Thursday, September 20, 2007

The Great 21st Century Problem of Christian Fundamentalism

It is not unusual for me to discover the most insightful interviews and articles at the Asia Times Online. I paste below an excerpt of an interview of James Carroll by Tom Engelhardt. The entire interview is well worth the read.


"TE: People sometimes ask me about Iraq: "Well, what would you do?" It's a question that drives me crazy. I always think: Well, why didn't you ask me back when it mattered? Why didn't you ask me when I could have said, "Don't go in"? So I'm hesitant to ask you, but if you had the power to begin to organize people in some fashion, what first steps would you take to mend this world?

JC:
Let me just say that we've been talking only America here, in part because I think people are attuned to the threat from what's called "Islamic fundamentalism". My own conviction is that a crucial 21st-century problem is going to be Christian fundamentalism. Its global growth is an unnoticed story in the United States. Africa, Latin America, and parts of Asia are now absolutely on fire with zealous belief in the saving power of Jesus, in the most intolerant of ways. A religious ideology that affirms the salvific power of violence is taking hold. It denigrates people who are not part of the saved community, permitting discrimination, and ultimately violence. Hundreds of millions of people are embracing this kind of Christianity.

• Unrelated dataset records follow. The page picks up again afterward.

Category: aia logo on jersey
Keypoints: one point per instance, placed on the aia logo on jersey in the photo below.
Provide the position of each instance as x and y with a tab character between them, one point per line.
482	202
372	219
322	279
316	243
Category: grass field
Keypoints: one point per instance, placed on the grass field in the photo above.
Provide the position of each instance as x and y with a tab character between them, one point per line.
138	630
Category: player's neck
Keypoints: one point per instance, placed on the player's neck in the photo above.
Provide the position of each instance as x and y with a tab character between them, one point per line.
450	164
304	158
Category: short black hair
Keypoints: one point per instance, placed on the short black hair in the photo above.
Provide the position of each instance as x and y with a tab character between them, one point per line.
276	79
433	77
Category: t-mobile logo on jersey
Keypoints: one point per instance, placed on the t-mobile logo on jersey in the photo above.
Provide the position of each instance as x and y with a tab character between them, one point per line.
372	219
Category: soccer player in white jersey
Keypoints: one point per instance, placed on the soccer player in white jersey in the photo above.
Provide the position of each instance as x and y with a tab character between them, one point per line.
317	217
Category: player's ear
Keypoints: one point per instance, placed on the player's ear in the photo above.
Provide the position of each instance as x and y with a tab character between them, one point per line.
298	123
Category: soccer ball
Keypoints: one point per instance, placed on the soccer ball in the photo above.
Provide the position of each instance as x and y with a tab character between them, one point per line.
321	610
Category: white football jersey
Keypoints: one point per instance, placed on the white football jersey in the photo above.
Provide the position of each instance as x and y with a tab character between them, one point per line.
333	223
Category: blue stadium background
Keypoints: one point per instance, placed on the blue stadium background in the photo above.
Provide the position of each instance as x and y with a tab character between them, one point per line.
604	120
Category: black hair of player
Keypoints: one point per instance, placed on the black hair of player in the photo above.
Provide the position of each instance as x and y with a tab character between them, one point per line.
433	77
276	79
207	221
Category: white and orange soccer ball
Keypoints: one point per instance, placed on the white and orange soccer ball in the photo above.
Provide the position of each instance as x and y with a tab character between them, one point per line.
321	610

So what am I doing? I'm a Christian. I'm raising this alarm from within the community. That's why I believe, as a Roman Catholic, that my own tradition must be rescued from its current temptation to fundamentalism. There are a billion Catholics in the world. For all its problems, Roman Catholicism has reckoned with the Enlightenment, has accepted the scientific world view, has no argument with evolution, has learned to read the Bible in metaphoric ways, as opposed to literal ones. Today we have a fundamentalist pope, but he rules from the margin. It's hugely important that the Catholic tradition not go fundamentalist.

You ask me what I would do. I think, for one thing, that believing people, whether Jews, Muslims or Christians, need to affirm the importance of pluralism, respect for the other, and modesty about religious claims. I could be a Jew sitting in Jerusalem and offer exactly the same argument about the Jewish zealots making claims on land in the name of God. So Jewish zealotry, Muslim zealotry, Christian zealotry, all three empowered lately, all three armed to the teeth. That's what's really terrifying - and, in the world of weapons of mass destruction, it's not that hard to get armed to the teeth.

So here's a message addressed to the participants in the Tomdispatch community who may have a religious interest: embrace it. Fight for it. Fight for a post-Enlightenment, post-modern, intelligent approach to religion. Don't surrender religion to the wackos.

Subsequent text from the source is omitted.